# **Movie Recommendation System**

-------------

## **Objective**

To build a content-based movie recommendation system that suggests similar movies based on genres and descriptions.

## **Data Source**

The dataset includes movie titles, genres, and descriptions.

## **Import Library**

In [None]:
import pandas as pd
from sklearn.feature_extraction.text import CountVectorizer
from sklearn.metrics.pairwise import cosine_similarity

## **Import Dataset**

In [None]:
# Sample dataset for demonstration
data = {
    'movie_id': [1, 2, 3, 4, 5],
    'title': ['The Matrix', 'Inception', 'Interstellar', 'The Dark Knight', 'Pulp Fiction'],
    'genres': ['Action Sci-Fi', 'Action Adventure Sci-Fi', 'Adventure Drama Sci-Fi', 'Action Crime Drama', 'Crime Drama'],
    'description': [
        'A computer hacker learns about the true nature of his reality.',
        'A thief who steals secrets through dream-sharing technology.',
        'A group of explorers travel through a wormhole in space.',
        'A vigilante battles crime in Gotham City.',
        'The lives of two mob hitmen, a boxer, and others intertwine.'
    ]
}

movies_df = pd.DataFrame(data)
movies_df

## **Data Preprocessing**

In [None]:
# Combine features for similarity calculation
movies_df['combined_features'] = movies_df['genres'] + " " + movies_df['description']

# Convert text to feature vectors
count_vectorizer = CountVectorizer(stop_words='english')
count_matrix = count_vectorizer.fit_transform(movies_df['combined_features'])

# Preview the feature vectors
count_matrix.shape

## **Model Building**

In [None]:
# Calculate cosine similarity
cosine_sim = cosine_similarity(count_matrix)

def get_recommendations(title, cosine_sim=cosine_sim):
    # Get the index of the movie that matches the title
    idx = movies_df[movies_df['title'] == title].index[0]

    # Get the pairwise similarity scores for all movies with that movie
    sim_scores = list(enumerate(cosine_sim[idx]))

    # Sort the movies based on similarity scores
    sim_scores = sorted(sim_scores, key=lambda x: x[1], reverse=True)

    # Get the indices of the top 5 similar movies
    sim_scores = sim_scores[1:6]
    movie_indices = [i[0] for i in sim_scores]
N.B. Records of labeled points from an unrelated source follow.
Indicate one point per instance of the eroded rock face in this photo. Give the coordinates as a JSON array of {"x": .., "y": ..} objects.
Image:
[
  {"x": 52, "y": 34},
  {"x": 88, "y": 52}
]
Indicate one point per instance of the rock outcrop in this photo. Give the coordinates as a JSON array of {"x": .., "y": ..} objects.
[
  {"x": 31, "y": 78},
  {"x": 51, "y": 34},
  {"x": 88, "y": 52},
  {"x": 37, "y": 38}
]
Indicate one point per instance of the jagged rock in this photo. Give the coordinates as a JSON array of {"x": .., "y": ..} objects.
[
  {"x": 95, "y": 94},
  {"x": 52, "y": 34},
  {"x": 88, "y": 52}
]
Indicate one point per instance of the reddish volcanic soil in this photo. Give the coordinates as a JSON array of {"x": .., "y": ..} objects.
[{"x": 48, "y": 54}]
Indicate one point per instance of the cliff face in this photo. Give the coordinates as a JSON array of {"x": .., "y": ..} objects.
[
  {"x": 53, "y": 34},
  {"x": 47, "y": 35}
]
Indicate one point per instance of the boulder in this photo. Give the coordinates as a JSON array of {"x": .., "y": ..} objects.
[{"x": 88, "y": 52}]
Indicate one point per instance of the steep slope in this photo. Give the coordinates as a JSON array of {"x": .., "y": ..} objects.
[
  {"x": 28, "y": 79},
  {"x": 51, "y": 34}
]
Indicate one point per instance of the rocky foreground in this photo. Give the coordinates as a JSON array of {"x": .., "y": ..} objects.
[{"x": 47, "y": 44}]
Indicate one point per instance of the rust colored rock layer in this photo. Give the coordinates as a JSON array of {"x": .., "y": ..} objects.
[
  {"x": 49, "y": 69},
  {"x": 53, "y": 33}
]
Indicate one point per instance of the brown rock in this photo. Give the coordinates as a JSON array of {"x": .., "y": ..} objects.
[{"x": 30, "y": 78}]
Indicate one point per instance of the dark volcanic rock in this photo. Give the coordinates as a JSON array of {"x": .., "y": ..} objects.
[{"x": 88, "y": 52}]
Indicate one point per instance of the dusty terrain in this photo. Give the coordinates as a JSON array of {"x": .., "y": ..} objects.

    # Return the top 5 most similar movies
    return movies_df['title'].iloc[movie_indices]

## **Evaluation**

In [None]:
# Test the recommendation system
movie_to_search = 'The Matrix'
recommended_movies = get_recommendations(movie_to_search)

print(f"Movies recommended for '{movie_to_search}':")
print(recommended_movies)

## **Conclusion**

The system successfully recommends similar movies based on content features like genres and descriptions. It can be enhanced with larger datasets or advanced models.